A priori, il s'agit d'un roman policier historique, dernier tome d'une trilogie mais tout à fait susceptible d'être lu et apprécié séparément si l'on y découvre plutôt qu'on n'y retrouve les personnages d'Augustine Lourdeix et de l'inspecteur Soumagnas. L'action se déroule en 1908, au lendemain de l'affaire Dreyfus et de la séparation de l'Église et de l'État, entre esprit républicain et remugles de l'antisémitisme, à Limoges, ville de la porcelaine, ou à Paris, entre Grands Magasins et Bal Bullier.

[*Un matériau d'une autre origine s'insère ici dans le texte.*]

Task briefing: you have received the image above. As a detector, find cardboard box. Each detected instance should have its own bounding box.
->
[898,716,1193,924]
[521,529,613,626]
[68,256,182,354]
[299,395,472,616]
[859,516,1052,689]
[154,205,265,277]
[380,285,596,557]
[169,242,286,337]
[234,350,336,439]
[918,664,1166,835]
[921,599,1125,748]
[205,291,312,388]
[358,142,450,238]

Avec duel, rapt, enquêtes, confusions quant aux bons et aux méchants, relations difficiles entre une petite fille et sa « marâtre », relations improbables entre une institutrice laïque et humaniste et une danseuse de cabaret, relations aussi entre un homme et son passé occulté. Plus des clins d'œil, comme ce négociant en machines agricoles venu de Montauban aperçu fugacement, qui renvoie au Lino Ventura des Tontons flingueurs...

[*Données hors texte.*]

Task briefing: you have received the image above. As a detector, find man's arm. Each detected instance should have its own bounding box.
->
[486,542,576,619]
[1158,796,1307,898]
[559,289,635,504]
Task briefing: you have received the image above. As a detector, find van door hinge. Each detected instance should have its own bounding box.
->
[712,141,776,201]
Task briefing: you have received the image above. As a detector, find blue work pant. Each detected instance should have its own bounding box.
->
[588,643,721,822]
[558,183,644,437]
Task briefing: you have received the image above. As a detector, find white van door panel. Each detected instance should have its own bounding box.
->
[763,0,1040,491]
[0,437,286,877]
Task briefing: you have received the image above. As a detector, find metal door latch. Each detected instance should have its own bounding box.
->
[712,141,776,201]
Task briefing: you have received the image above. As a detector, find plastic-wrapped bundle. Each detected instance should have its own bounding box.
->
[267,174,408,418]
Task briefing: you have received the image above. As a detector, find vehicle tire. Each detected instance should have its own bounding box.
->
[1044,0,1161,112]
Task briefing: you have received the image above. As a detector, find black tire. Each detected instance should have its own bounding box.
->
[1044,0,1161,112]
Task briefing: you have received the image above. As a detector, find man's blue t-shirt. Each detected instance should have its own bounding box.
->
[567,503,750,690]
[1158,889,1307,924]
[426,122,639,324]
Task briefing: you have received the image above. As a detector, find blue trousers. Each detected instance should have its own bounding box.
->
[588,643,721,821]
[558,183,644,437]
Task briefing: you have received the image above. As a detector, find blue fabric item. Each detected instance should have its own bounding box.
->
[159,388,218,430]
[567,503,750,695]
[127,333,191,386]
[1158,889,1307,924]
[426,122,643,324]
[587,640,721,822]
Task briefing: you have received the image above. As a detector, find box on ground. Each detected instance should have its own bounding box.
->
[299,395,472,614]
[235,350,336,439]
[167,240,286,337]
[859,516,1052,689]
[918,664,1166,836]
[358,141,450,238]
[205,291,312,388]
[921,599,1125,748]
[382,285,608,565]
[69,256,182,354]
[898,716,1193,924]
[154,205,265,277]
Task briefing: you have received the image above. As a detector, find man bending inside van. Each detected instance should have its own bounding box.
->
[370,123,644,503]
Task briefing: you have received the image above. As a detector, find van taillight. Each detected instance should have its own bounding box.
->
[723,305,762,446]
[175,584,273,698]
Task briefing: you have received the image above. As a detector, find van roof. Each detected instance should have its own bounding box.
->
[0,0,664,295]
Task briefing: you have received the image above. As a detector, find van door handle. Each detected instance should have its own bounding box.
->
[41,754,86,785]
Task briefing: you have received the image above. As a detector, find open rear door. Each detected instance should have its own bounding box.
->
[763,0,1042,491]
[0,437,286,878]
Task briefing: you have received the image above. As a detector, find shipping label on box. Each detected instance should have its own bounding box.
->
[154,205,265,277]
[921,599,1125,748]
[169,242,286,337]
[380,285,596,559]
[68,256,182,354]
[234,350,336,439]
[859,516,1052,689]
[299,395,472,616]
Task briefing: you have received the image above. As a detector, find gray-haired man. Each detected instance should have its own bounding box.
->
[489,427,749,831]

Bref, du suspense, une intrigue compliquée à souhait, des personnages attachants et fouillés, des retournements, de l'humour, tout ce que l'on peut souhaiter. Même si jusque-là on n'a guère vu de SF. L'affaire semble s'approcher de l'histoire secrète ou de l'espionnage rétrospectif feuilletonesque, avec services spéciaux britanniques, janissaires ottomans et très importante commande passée par Chaïm Weizmann et Edmond de Rothschild — on est dans les débuts du mouvement sioniste. Cela se mélange avec des données techniques sur l'industrie de la céramique, et on retrouve ainsi le charme didactique des romans de Jules Verne. Nous voilà alors du côté d'une forme de rétro-fiction. Et on attend autre chose du fait du zeppelin de la couverture, oscillant entre vraie information et fausses pistes. Sans dévoiler le fin mot de l'intrigue, on peut dire que des brevets d'inventions mènent bien au steampunk et que, l'histoire secrète laissant une trace tangible, on frôle in fine l'uchronie. Ce qui justifie formellement que l'on parle ici de ce livre, d'autant qu'il aurait été déplorable de ne pouvoir le faire, tant Nicolas Bouchard a déjà largement déployé son intelligence et son humour dans le domaine de la pure SF, et tant on a là une lecture des plus bénéfiques, pour l'humeur comme pour les neurones.